Aber jetzt müssen wir hinüber in die Altstadt der Hafenstadt Rab, zur großen „Feierlichen Eröffnung“. Wer im Hotel „Padova“ wohnt, so wie wir, der nimmt ein kleines Taxiboot, um hinüber in die Altstadt zu kommen. Und so nähern wir uns mit unserer ritterlichen Entourage diesem mondänen Ferienort vom Wasser aus, schippern an einem sehr unritterlichen Wasserflugzeug vorbei und quetschen uns zwischen riesigen Luxus-Yachten an den Quai der italienisch anmutenden Piazza. Es reihen sich Pizzerien an Eisdielen an Bars, in denen Aperol Spritz getrunken wird. Von hier aus schieben sich kostümierte Menschen durch die engen Steingassen, hinauf zur Kirche, hinüber zur Alten Festung und wieder zurück zum Hafen. Und wir mittendrin.

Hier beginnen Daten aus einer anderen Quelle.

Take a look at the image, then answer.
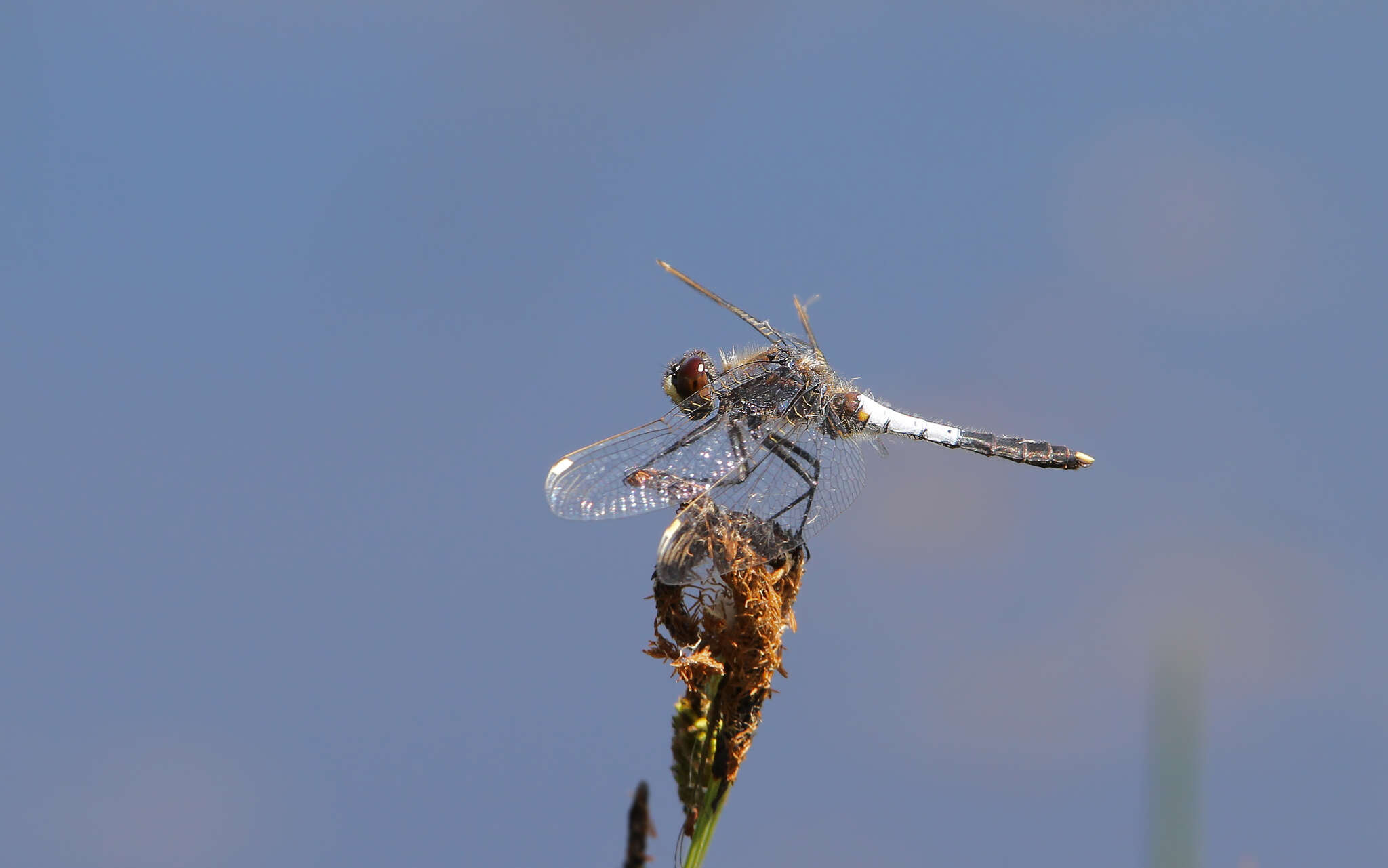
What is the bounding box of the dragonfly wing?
[657,391,868,585]
[544,361,779,520]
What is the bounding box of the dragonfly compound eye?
[665,350,712,404]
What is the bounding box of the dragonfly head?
[661,350,718,404]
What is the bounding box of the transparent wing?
[657,401,866,585]
[544,361,794,520]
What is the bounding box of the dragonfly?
[544,260,1094,585]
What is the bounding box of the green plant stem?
[685,782,727,868]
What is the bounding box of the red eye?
[670,356,708,401]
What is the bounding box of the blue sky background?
[0,0,1388,867]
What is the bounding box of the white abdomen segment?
[858,394,959,446]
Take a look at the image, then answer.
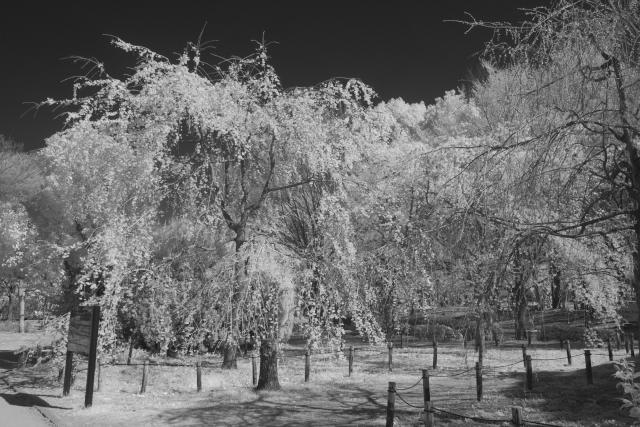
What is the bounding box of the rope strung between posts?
[396,377,422,391]
[524,420,562,427]
[433,407,511,424]
[429,368,476,378]
[395,390,424,410]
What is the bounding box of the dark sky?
[0,0,549,149]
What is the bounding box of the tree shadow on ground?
[157,388,386,426]
[0,393,71,409]
[485,359,634,426]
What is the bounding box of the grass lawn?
[5,338,633,426]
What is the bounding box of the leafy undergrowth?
[1,343,633,426]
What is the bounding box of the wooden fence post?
[62,351,73,396]
[622,331,629,354]
[140,360,148,394]
[422,369,434,427]
[527,356,533,390]
[196,361,202,391]
[584,350,593,384]
[127,335,133,365]
[511,406,524,427]
[476,362,482,402]
[433,338,438,369]
[386,381,396,427]
[251,350,258,386]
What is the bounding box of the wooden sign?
[67,307,97,355]
[62,305,100,408]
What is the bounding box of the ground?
[0,337,634,426]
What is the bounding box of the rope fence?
[58,341,628,427]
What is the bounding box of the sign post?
[62,305,100,408]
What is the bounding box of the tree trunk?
[257,339,280,390]
[222,335,238,369]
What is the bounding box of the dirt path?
[0,369,54,427]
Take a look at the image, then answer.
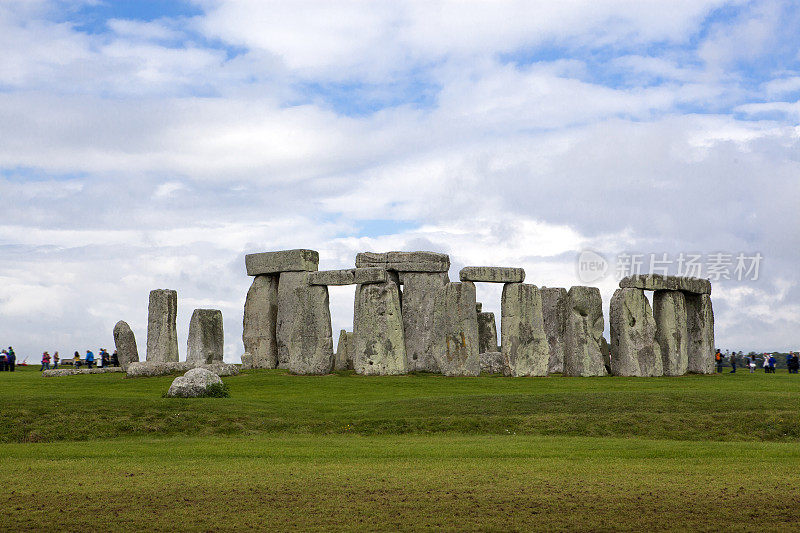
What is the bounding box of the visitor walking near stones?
[39,352,50,372]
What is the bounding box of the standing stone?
[353,281,408,375]
[278,278,334,374]
[686,294,714,374]
[114,320,139,371]
[433,281,481,376]
[478,312,500,353]
[564,286,606,377]
[146,289,178,363]
[333,330,353,370]
[186,309,225,365]
[402,272,450,372]
[653,291,689,376]
[242,274,278,368]
[539,287,568,374]
[609,289,664,376]
[500,283,550,377]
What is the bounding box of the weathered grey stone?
[167,368,222,398]
[353,281,408,375]
[308,268,356,286]
[539,287,569,374]
[114,320,139,370]
[146,289,178,363]
[686,294,714,374]
[478,312,500,353]
[333,330,353,370]
[356,252,450,272]
[354,267,390,285]
[619,274,711,294]
[402,272,450,372]
[653,291,689,376]
[242,274,278,368]
[478,352,505,374]
[278,280,333,374]
[564,286,607,376]
[186,309,225,364]
[609,289,664,376]
[458,267,525,283]
[500,283,550,377]
[244,250,319,276]
[126,361,239,378]
[433,281,481,376]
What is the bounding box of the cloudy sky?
[0,0,800,361]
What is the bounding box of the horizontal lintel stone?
[244,249,319,276]
[619,274,711,294]
[356,252,450,272]
[458,267,525,283]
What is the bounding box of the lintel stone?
[458,267,525,283]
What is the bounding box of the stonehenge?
[114,320,139,370]
[145,289,178,363]
[234,249,714,377]
[186,309,225,364]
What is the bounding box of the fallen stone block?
[686,294,715,374]
[539,287,568,374]
[478,312,500,353]
[242,274,278,368]
[500,283,550,377]
[244,249,319,276]
[356,252,450,272]
[610,289,664,376]
[458,267,525,283]
[619,274,711,294]
[433,281,481,376]
[167,368,222,398]
[653,291,689,376]
[186,309,225,364]
[114,320,139,369]
[353,281,408,375]
[401,272,450,372]
[564,286,607,376]
[478,352,506,374]
[146,289,179,363]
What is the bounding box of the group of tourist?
[39,348,119,372]
[0,346,17,372]
[714,350,800,374]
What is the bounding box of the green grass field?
[0,369,800,531]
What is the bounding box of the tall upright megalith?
[609,288,664,376]
[114,320,139,370]
[353,280,408,375]
[564,286,607,376]
[539,287,568,374]
[401,272,450,372]
[653,290,689,376]
[686,294,714,374]
[433,281,481,376]
[478,304,500,353]
[500,283,550,376]
[242,274,279,368]
[146,289,178,363]
[186,309,225,365]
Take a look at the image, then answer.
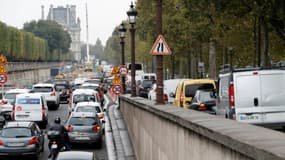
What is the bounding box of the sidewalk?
[105,93,136,160]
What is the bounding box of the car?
[65,112,104,148]
[74,102,105,131]
[0,121,44,159]
[138,80,155,98]
[31,83,60,110]
[163,79,184,104]
[148,83,168,104]
[173,79,216,108]
[69,89,100,113]
[56,151,98,160]
[188,90,216,114]
[11,93,48,128]
[217,67,285,129]
[0,89,30,120]
[52,79,70,103]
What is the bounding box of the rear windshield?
[1,127,32,138]
[69,117,96,126]
[73,94,96,103]
[33,87,53,92]
[185,83,214,97]
[16,98,40,104]
[76,106,101,113]
[5,93,18,99]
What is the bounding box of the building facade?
[47,5,81,62]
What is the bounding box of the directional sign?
[0,54,7,65]
[112,66,120,75]
[0,74,8,85]
[120,66,128,76]
[111,85,123,94]
[150,34,171,55]
[0,65,7,74]
[112,76,121,85]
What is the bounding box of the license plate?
[75,137,90,140]
[9,143,24,147]
[51,144,57,149]
[239,115,259,121]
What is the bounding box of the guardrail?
[6,62,71,73]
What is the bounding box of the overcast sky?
[0,0,134,46]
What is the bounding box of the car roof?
[57,151,94,160]
[16,93,42,98]
[71,112,97,117]
[72,88,96,94]
[6,88,30,93]
[4,121,33,128]
[76,102,101,107]
[34,83,54,87]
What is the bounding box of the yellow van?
[174,79,216,108]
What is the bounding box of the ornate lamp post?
[127,2,138,97]
[119,22,127,93]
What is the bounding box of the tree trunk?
[208,39,216,79]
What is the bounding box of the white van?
[217,68,285,128]
[12,93,48,128]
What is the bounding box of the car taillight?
[229,84,235,107]
[29,137,38,144]
[198,103,206,111]
[0,139,4,146]
[50,92,55,96]
[92,125,101,133]
[65,125,73,132]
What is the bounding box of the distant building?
[47,5,81,62]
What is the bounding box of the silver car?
[65,112,103,148]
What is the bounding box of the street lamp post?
[127,2,138,97]
[119,22,127,93]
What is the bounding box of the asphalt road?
[1,104,108,160]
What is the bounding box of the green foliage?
[23,20,71,53]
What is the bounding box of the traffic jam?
[0,63,115,160]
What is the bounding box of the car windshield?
[199,92,215,102]
[68,117,96,126]
[5,93,18,99]
[76,106,101,113]
[185,83,214,97]
[142,80,154,87]
[1,127,32,138]
[33,87,52,92]
[17,98,40,104]
[73,94,96,103]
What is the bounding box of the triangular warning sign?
[150,34,171,55]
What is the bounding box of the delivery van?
[174,79,216,108]
[216,68,285,128]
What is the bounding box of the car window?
[1,127,32,138]
[185,83,214,97]
[73,94,96,103]
[17,98,40,104]
[68,117,97,126]
[76,106,98,113]
[199,92,215,102]
[5,93,18,99]
[33,87,53,92]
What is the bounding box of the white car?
[73,102,105,129]
[12,93,48,128]
[69,89,100,114]
[0,89,30,120]
[31,83,60,110]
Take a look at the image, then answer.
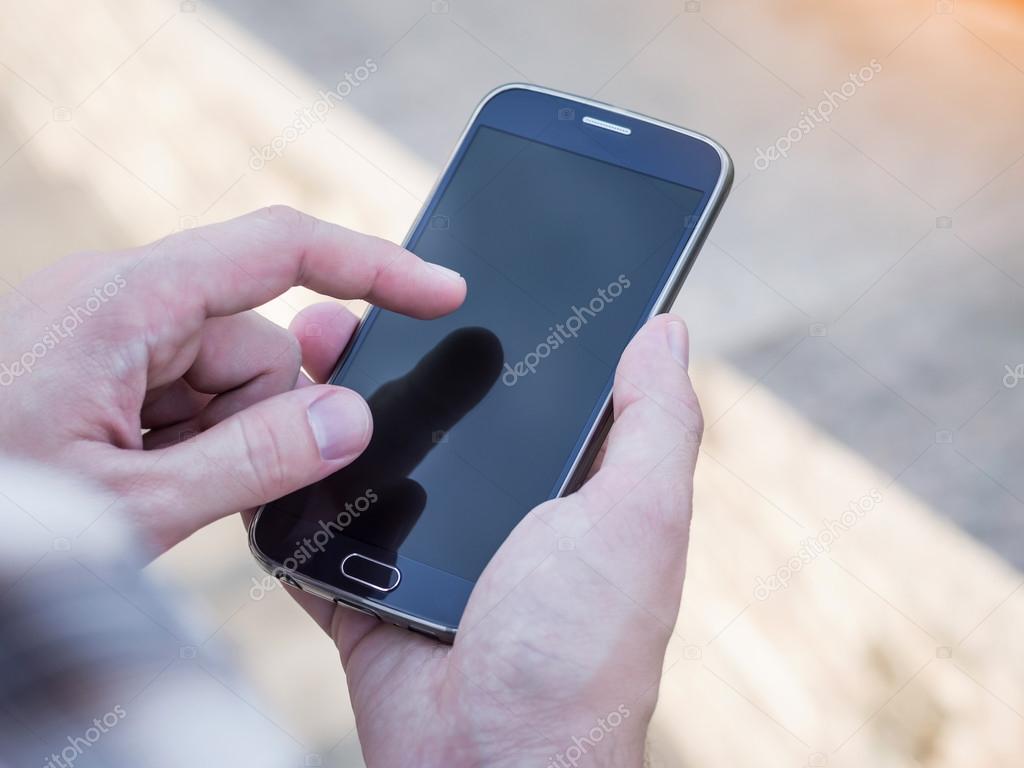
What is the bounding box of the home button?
[341,552,401,592]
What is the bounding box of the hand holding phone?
[276,304,702,766]
[250,85,732,642]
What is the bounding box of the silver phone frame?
[249,83,733,643]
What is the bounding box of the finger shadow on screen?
[312,328,505,563]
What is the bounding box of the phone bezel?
[249,83,733,642]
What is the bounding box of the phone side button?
[334,597,380,618]
[341,552,401,592]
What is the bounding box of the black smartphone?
[250,85,732,642]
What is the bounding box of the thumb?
[154,385,373,539]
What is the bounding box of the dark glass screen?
[273,126,703,581]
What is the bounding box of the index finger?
[125,206,466,318]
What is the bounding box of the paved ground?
[0,0,1024,768]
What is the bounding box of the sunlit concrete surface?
[0,0,1024,768]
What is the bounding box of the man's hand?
[280,305,702,768]
[0,207,466,554]
[0,208,701,768]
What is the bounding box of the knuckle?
[239,409,292,500]
[259,203,315,234]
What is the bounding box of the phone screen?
[264,125,705,582]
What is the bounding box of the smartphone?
[250,84,732,642]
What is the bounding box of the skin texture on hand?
[0,208,702,767]
[0,207,466,553]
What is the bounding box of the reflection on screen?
[272,127,702,581]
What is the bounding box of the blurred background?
[0,0,1024,768]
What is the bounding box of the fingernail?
[306,388,370,461]
[665,321,690,369]
[424,261,462,280]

Was macht man nicht alles als Ritter

Aber wo sind die Ritter? Wir schlendern hinauf zum St.-Andreas-Kloster aus dem elften Jahrhundert. An den Steinwänden brennen Fackeln, in einer Nische sitzt ein Schmied und hämmert, ein Harlekin springt wie ein Wahnsinniger durch die Menge, kleine Mädchen mit langen historischen Kleidern und Kopfschmuck im Haar schwirren wie Trugbilder aus einer Türe, um gleich in der nächsten wieder zu verschwinden. Eine Frau in einem Jutekleid bearbeitet bunte Stoffe. Wir packen natürlich sofort unser Burgfräulein aus, aber: Fehlanzeige. Die beiden haben überhaupt keine Ähnlichkeit. Wo sind nun all die Ritter? Von der Kirche dringt dumpfes Trommeln. Das ist das Zeichen. Auf zum Angriff!

Und da stehen sie, die ersten beiden Ritter, mustergültig mit Kettenhemden, Schwertern, Schilden und Eisenhelmen. „Wo kommt ihr denn her?“, fragen wir sie. „Königsbrunn bei Augsburg“, antworten sie und schwellen die Brust. „Und warum seid ihr hier?“, fragen wir etwas verwundert nach. „Na, weil Königsbrunn und Rab Partnerstädte sind“, sagen sie und ziehen ihre Schwerter. Zum Glück hat der Fünfjährige längst ihre beiden Ebenbilder aus der Reiseritterburg geholt, und der Kampf beginnt. Erst Ritter gegen Playmobilfigur, dann Ritter gegen Ritter, dann Playmobilfigur gegen Playmobilfigur, von den Rittern gehalten. Der Kampf zeigt uns und all den Schaulustigen, die sich schnell um uns herum gruppieren, warum es nur die Besten hierher geschafft haben. Mit Eleganz und großer Finesse werden die Schwerter geführt, bis schließlich ein Playmobilritter gewinnt. Einer der beiden Königsbrunner sagt kopfschüttelnd: „Ach, was macht man nicht alles als Ritter.“ Und dann verschwinden sie wieder in der Menge.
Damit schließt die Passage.